BLANTYRE, Dec 12, 2006 (AFP) - Southern African nations Tuesday mulled ways to rope high-risk groups into the fight against HIV/AIDS in the world's worst-affected region as they started a three-day meeting in Malawi.
The meeting will hammer out a "comprehensive strategy on how to accelerate prevention and we are addressing key drivers of the epidemic in terms of prevention," Stephen Sianga, an official from the Southern African Development Community (SADC), told AFP.
"Yes, the problem of sexual workers and gays is there ... why stigmatise this group as our strategy is multi-pronged and we want to cover all risk groups?" said Sianga, who is in charge of social and human development at the SADC secretariat.
Southern Africa is the epicentre of the pandemic accounting for a third of the global HIV infections.
It is also grappling with the heaviest death toll from AIDS. A total of 1.2 million out of the worldwide toll of 2.8 million people died from AIDS-related illnesses last year in southern Africa.
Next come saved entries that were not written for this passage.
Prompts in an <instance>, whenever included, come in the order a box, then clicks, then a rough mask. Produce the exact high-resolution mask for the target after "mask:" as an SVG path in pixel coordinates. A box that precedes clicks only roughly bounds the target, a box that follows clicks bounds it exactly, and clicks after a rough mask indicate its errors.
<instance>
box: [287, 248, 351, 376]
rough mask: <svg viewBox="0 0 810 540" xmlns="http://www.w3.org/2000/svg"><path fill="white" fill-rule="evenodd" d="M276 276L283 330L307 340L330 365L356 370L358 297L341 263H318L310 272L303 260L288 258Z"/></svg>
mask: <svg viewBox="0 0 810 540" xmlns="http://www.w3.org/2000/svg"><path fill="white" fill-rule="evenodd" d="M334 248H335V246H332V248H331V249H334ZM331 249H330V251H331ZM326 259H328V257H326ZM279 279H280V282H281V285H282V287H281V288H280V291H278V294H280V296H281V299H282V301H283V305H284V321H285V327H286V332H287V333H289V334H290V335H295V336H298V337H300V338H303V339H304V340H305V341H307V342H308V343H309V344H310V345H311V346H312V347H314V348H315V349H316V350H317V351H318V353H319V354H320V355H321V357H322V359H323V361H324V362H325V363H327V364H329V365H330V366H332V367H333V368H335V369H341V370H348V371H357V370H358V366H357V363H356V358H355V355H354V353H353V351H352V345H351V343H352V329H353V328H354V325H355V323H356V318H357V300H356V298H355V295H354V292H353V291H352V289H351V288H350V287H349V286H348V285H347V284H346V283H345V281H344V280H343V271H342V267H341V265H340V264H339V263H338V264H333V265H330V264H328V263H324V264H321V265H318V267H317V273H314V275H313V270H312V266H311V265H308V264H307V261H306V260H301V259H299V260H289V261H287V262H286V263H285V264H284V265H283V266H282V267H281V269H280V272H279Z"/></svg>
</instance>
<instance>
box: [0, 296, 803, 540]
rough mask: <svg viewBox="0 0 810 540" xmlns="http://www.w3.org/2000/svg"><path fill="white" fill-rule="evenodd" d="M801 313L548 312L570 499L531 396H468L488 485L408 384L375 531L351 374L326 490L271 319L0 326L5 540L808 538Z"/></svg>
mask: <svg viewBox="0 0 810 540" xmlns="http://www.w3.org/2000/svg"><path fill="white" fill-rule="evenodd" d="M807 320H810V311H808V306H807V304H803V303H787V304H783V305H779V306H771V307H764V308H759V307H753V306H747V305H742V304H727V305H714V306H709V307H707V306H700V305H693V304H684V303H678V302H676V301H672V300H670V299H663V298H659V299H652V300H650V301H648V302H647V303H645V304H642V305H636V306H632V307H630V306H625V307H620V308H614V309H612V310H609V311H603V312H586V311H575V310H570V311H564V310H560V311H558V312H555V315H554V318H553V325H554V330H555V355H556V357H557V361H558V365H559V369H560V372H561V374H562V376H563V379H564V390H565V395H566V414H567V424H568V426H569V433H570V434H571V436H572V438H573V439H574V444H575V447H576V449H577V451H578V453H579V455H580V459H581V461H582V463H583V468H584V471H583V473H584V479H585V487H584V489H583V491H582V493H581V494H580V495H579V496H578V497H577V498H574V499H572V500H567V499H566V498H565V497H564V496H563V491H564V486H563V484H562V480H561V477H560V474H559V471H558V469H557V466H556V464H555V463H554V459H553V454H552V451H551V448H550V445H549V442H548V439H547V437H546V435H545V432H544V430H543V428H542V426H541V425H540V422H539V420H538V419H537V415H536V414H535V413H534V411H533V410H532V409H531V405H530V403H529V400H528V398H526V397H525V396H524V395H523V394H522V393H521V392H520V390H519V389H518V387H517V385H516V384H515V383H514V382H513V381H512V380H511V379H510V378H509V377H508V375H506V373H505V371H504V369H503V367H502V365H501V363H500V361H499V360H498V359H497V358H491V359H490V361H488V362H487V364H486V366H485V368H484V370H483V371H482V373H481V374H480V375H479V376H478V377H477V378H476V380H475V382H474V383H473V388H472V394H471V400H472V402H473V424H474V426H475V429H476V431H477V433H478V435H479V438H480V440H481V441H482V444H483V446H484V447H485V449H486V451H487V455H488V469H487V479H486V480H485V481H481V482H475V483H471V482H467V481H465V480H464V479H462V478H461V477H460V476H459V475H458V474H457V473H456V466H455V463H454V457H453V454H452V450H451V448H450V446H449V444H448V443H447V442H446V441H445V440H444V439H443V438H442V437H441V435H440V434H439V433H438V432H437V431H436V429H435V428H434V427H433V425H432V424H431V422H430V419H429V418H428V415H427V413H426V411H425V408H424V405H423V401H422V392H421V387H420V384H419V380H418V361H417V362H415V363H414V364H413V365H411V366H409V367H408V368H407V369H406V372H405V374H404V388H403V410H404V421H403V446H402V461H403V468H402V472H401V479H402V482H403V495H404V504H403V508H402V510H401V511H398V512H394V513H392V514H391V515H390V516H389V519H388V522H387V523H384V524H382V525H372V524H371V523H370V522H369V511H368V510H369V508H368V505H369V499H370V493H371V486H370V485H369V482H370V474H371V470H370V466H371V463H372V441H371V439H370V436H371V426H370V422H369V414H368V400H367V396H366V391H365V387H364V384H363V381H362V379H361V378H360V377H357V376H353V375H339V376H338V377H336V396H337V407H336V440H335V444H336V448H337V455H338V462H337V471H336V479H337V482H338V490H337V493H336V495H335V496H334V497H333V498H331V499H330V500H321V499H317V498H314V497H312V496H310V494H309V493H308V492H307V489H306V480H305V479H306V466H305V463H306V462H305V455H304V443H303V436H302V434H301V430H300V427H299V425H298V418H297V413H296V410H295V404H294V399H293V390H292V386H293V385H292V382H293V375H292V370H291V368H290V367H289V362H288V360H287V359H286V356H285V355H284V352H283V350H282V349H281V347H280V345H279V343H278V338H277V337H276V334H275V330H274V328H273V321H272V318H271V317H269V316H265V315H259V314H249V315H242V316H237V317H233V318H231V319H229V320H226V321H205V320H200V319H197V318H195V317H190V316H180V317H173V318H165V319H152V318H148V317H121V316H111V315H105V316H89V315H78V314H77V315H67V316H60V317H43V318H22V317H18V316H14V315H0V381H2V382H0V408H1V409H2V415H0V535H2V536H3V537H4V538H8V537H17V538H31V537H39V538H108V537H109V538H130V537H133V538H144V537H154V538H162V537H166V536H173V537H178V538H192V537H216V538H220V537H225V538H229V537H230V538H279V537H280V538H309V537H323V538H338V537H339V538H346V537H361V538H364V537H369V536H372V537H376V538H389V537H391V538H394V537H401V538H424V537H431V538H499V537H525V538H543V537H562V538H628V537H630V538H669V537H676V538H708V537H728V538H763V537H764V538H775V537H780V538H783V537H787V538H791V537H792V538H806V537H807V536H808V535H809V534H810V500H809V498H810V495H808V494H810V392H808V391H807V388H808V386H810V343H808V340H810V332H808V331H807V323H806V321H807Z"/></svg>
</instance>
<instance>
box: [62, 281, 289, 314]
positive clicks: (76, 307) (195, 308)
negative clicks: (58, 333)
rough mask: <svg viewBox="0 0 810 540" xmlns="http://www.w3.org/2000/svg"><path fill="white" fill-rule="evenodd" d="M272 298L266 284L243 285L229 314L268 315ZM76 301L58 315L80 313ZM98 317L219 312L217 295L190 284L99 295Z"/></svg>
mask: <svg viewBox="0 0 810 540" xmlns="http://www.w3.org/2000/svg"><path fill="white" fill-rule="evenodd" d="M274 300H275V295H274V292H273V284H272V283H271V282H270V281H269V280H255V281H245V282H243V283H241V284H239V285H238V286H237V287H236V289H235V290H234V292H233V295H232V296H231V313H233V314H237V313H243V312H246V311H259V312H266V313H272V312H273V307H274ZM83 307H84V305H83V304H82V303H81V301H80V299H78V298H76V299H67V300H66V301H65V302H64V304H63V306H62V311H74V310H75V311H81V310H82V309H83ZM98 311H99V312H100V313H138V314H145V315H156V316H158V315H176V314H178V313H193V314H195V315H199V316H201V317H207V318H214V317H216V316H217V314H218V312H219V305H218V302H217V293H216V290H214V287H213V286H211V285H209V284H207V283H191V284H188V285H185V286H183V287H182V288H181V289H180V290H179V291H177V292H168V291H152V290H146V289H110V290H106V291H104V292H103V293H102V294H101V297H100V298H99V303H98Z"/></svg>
Roy Hauya, director of policy and programmes at Malawi's National AIDS Commission, told AFP the meeting would also try to come up with a strategy on male circumcision.
"We want to determine what role circumcision can play to accelerate prevention... as a region we are not experienced in programming male circumcision," as a tool to control the spread of HIV, he said.
"There is evidence that in regions where the majority of men are circumcised, HIV infection is lower than in regions where circumcision is not practiced."
Five southern African countries hard-hit by the AIDS pandemic -- Botswana, Lesotho, Swaziland, Tanzania and Zambia -- are in talks with the UN AIDS agency on making circumcision more accessible to men.
The new strategy follows the results of a three-year study in a South African township -- Orange Farm near Johannesburg -- that showed that circumcision reduced the risk of contracting HIV by 60 percent.
Less than 20 percent of men are said to be circumcised in southern Africa where HIV prevalence is the highest.
Malawi's Health Minister Marjorie Ngaunje set the tone for the meeting by saying: "To make advances in prevention, we must begin to tackle honestly the difficult questions that the epidemic raises ... addressing positively the needs of sex workers and of men who have sex with men."
She said the fight against HIV/AIDS "will take a better turn if we stop doing business as usual ... we must address the real drivers of the epidemic and target groups that are most vulnerable."
Omotayo Olaniyan, African Union regional delegate to the SADC, told the meeting that poor provision of services for sex workers and drug users had allowed HIV to take root in society's most vulnerable populations.
Olaniyan said young people and women were also vulnerable to infection due to poverty and their lack of control over their sex lives in male-dominated societies.
"These are the heart of the acceleration of the spread of HIV," Olaniyan said.
He said southern Africa was the "epicentre" of the pandemic, since one third -- or 32 percent -- of all people with HIV worldwide lived in the region and 34 percent of all deaths arising from AIDS in 2006 occurred in southern Africa.
"You will agree with me that these are not acceptable developments...it is a well known fact that we are not yet winning the war against HIV and AIDS."
SADC groups Angola, Botswana, the Democratic Republic of Congo, Lesotho, Madagascar, Malawi, Mauritius, Mozambique, Namibia, South Africa, Swaziland, Tanzania, Zambia and Zimbabwe.